Gilbert opened his first restaurant, Gilbert’s Underground Kitchen, in March 2015 in Fernandina Beach which serves seasonal deep Southern cuisine. Gilbert’s Social opened in October 2016 with internationally-influenced Southern fare on the menu. Back-to-back hurricanes that year did not deter Gilbert who prevailed to not only see both restaurants survive and thrive but also move on to new projects.
On his latest venture, Gilbert shares, “When I first visited the space, I thought it would make for a great food hall, like in Atlanta’s Krog Street Market with all the different concepts in a huge space. That idea, tied into Jacksonville Beach, would be pretty cool. There is nothing like it here.”
In considering what would appeal to the masses, he created Gilbert’s Hot Chicken, Fish & Shrimp after the Nashville hot chicken model but with his own signature sauce, something that locals can look at as a mainstay concept.

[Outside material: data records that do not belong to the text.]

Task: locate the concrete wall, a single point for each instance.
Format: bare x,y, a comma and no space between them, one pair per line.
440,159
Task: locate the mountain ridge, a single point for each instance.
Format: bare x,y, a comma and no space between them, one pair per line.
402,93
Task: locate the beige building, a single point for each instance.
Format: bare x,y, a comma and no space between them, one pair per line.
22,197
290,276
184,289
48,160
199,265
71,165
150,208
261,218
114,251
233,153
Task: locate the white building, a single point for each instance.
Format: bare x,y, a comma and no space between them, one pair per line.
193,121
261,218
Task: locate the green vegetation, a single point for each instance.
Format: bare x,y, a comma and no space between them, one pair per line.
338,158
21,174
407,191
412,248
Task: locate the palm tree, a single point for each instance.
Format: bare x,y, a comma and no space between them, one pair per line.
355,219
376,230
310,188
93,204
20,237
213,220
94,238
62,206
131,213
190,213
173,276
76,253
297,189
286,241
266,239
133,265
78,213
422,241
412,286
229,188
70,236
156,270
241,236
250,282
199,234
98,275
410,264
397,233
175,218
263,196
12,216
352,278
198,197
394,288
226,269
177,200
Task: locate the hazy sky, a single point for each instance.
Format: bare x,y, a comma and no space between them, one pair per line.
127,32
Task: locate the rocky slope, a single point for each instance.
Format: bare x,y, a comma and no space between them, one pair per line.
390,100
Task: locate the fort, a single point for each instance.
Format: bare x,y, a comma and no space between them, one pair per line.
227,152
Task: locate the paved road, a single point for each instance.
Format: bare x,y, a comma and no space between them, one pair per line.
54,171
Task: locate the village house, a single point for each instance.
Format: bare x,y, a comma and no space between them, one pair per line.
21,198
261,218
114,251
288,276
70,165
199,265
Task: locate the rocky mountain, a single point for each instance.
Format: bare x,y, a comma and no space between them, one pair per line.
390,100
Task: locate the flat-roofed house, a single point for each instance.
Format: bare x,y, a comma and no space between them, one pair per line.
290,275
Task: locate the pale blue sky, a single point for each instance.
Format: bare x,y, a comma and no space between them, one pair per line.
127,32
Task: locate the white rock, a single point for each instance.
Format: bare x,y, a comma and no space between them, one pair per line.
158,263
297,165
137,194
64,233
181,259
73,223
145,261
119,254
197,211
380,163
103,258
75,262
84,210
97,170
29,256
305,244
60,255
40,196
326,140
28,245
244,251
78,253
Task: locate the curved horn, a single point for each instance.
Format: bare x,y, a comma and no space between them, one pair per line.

The menu features not only chicken, fish and shrimp but also vegetarian options, including sides such as lima beans, garlic rice, and creamed kale.
Gilbert’s Southern Kitchen and Bar is a bit higher end with oceanfront views and slightly elevated cuisine. “Everything is well presented and composed. We take smoked meats and other components and put them together where people wouldn’t necessarily think about it, to make something unique,” says Gilbert who has cooked for the likes of Oprah Winfrey, Ava DuVernay and Jeff Bezos, to name a few.

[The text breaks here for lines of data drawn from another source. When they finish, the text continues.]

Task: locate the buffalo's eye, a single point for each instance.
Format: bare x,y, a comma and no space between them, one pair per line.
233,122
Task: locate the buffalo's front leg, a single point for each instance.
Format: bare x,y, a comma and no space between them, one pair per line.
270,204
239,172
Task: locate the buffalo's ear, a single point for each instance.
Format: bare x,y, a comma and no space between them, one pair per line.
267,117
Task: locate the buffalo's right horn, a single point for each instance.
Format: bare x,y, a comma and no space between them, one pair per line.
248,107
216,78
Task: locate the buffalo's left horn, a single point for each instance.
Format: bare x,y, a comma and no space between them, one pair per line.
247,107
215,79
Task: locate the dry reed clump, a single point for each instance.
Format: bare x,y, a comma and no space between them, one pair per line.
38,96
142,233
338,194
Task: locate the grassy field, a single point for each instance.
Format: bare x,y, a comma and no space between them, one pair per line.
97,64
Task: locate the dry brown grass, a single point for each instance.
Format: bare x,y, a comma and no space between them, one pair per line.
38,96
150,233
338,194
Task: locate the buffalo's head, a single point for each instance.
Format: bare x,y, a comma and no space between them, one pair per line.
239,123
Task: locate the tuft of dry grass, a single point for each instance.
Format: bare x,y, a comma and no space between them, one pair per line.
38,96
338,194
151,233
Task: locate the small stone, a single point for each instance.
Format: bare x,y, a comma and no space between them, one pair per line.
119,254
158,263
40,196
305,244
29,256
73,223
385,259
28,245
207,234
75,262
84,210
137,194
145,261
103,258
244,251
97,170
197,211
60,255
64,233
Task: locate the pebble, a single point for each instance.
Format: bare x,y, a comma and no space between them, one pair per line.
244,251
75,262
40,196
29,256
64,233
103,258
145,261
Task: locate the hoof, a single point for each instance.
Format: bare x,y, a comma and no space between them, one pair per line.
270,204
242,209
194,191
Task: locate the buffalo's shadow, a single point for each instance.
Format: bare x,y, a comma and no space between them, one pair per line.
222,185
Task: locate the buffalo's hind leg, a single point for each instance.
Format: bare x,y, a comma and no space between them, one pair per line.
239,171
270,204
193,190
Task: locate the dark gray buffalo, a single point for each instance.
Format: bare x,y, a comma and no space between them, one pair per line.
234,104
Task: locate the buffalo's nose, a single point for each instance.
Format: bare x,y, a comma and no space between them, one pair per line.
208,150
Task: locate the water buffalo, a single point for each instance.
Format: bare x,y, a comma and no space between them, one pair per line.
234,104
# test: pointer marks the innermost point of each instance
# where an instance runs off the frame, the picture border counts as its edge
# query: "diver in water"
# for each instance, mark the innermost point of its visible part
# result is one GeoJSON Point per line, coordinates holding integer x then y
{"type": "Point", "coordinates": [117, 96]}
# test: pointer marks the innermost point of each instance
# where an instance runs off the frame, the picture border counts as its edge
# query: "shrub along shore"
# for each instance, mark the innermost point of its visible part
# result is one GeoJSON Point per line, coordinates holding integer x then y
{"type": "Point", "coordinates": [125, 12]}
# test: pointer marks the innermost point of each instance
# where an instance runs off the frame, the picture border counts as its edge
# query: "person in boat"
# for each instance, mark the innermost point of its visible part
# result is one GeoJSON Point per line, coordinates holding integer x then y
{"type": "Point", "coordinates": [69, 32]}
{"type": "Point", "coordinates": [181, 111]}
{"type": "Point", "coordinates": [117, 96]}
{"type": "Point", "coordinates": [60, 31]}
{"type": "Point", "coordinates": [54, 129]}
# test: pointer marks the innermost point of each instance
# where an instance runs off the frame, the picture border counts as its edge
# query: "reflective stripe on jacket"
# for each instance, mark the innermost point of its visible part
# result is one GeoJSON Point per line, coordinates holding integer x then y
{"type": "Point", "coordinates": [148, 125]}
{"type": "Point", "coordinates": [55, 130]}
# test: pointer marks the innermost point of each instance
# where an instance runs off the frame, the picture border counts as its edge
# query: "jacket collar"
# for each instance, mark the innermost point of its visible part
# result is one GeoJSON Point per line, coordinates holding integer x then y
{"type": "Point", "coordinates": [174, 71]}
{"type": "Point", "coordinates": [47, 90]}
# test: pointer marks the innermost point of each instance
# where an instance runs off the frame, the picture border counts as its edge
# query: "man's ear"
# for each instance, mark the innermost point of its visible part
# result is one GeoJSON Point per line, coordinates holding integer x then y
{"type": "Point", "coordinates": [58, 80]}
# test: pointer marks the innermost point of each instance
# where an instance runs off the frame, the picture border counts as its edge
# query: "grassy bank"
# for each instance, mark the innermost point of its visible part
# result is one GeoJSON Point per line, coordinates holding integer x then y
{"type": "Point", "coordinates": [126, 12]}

The menu here emphasizes seafood and barbecue. This is your spot for smoked alligator rib gumbo, smoked conch Bolognese and smoked Wagyu beef brisket. The bar program is heavy on moonshine, whiskey and bourbon.
Bringing Global to Local
Throughout his career, Gilbert has traveled the world, staging in some of the top restaurants in Japan, Spain, France and the Caribbean, and bringing all of those influences to his restaurants in Florida.

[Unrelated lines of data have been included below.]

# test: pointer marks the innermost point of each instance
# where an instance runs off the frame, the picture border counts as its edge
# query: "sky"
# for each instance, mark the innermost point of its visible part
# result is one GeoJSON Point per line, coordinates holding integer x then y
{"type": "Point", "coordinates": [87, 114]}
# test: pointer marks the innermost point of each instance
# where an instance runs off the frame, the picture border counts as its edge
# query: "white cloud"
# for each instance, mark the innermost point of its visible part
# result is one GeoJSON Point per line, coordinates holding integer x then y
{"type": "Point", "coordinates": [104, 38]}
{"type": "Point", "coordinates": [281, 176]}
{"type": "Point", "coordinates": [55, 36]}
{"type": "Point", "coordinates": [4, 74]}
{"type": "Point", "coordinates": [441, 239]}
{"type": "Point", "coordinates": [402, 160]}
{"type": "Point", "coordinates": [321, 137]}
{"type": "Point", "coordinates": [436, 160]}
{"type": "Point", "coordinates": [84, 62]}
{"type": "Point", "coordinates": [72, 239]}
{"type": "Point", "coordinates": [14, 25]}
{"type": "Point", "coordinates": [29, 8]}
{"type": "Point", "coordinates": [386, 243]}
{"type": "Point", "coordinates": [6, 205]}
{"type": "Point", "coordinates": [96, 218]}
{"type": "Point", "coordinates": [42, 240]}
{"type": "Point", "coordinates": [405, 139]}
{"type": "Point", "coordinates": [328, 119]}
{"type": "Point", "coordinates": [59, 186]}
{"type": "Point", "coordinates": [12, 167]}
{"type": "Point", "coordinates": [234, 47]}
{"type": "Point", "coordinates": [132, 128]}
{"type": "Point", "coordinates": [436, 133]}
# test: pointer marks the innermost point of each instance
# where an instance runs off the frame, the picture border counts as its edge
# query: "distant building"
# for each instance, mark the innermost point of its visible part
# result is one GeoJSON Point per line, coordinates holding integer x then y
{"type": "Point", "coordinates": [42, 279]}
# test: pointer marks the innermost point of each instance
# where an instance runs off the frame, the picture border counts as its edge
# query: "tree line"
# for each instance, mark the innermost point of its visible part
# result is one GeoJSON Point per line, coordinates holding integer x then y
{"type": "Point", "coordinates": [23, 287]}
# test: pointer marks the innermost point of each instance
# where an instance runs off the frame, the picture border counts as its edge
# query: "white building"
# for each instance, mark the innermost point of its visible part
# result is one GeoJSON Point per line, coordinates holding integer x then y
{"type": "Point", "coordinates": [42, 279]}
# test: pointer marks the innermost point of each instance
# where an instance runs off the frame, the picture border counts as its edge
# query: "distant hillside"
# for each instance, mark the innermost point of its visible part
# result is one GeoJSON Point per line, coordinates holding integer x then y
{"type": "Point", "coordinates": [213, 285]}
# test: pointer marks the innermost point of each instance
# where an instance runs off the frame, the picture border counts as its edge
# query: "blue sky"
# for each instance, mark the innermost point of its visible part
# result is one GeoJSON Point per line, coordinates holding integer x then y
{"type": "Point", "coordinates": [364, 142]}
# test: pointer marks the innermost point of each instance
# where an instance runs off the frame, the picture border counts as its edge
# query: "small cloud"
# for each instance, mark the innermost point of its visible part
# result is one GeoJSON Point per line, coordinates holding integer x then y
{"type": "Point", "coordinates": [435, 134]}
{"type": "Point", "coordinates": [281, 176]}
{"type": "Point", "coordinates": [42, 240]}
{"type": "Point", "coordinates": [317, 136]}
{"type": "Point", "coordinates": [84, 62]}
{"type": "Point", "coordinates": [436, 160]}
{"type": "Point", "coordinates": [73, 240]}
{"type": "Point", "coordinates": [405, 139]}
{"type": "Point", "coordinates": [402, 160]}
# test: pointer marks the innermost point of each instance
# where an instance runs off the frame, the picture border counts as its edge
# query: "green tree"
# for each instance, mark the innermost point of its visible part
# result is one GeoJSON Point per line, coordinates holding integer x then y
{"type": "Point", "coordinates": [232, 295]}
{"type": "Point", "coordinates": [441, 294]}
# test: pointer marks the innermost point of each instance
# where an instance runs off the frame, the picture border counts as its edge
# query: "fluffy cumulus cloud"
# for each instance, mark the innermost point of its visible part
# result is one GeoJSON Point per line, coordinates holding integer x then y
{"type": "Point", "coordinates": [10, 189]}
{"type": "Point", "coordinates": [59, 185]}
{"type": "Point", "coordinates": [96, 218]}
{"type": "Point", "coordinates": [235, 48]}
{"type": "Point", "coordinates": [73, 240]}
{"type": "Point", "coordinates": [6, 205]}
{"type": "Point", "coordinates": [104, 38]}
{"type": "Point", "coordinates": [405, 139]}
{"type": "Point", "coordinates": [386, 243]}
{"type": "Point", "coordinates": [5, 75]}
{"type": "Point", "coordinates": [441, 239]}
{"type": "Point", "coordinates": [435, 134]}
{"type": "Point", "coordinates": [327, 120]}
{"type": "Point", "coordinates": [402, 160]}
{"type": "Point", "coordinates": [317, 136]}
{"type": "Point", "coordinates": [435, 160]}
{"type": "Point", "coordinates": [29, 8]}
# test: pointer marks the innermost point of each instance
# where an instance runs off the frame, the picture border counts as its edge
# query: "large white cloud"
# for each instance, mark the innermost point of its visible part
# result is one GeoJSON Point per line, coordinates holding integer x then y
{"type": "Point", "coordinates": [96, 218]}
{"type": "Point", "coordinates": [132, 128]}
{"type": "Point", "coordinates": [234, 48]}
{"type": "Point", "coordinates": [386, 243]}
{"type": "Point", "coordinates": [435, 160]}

“In designing the menu, I wanted dishes that would tell a story about my travels, so everything has a reason for why it is there,” says the Cleveland native.
While working in Barbados with an Indian chef, he prepared a traditional Indian dinner every Thursday night. Those dining at Gilbert’s Southern will find a dish called Southern Curry on the menu modeled after a traditional Indian curry called saag, which is spinach-based, but Gilbert uses collard greens instead.
His affinity for international cuisine is also seen in his line of specialty spice blends which includes the flavors, Moroccan Spice and Raging Cajun Spice. These are available online and at his restaurants where he uses them. They are also used by luxury hotel brands.
Jacksonville’s Culinary Scene
Since placing his knives down in the area in 1992, Gilbert has observed how restaurants and neighborhoods have evolved over the years. “There are a lot of restaurants that have been around for a long time and done very well. There’s Tom Gray of Moxie Kitchen and Town Hall, Matthew and David Medure of M Hospitality who run M Shack and Restaurant Medure, and so many chefs working with different styles of food. The area is so big and still growing,” says Gilbert.
As for the growth of his own brand, everything happened organically. “I was content with my two existing projects and going through my own challenges with the two hurricanes in 2016 when the opportunity for the space on the beach opened,” he says. “You start to learn and figure out from a business standpoint what makes sense.” He invested in training his staff and developing his team to remove himself from one project and move on to the next.
“When you get bigger, the goal is to put someone in your place who is just as good as you, if not better than you,” adds Gilbert. “I am passionate about making sure my team is trained and held accountable at the highest level through leading by example. I am very blessed and fortunate to create jobs for others and I take that seriously. When I grow, they help me grow.”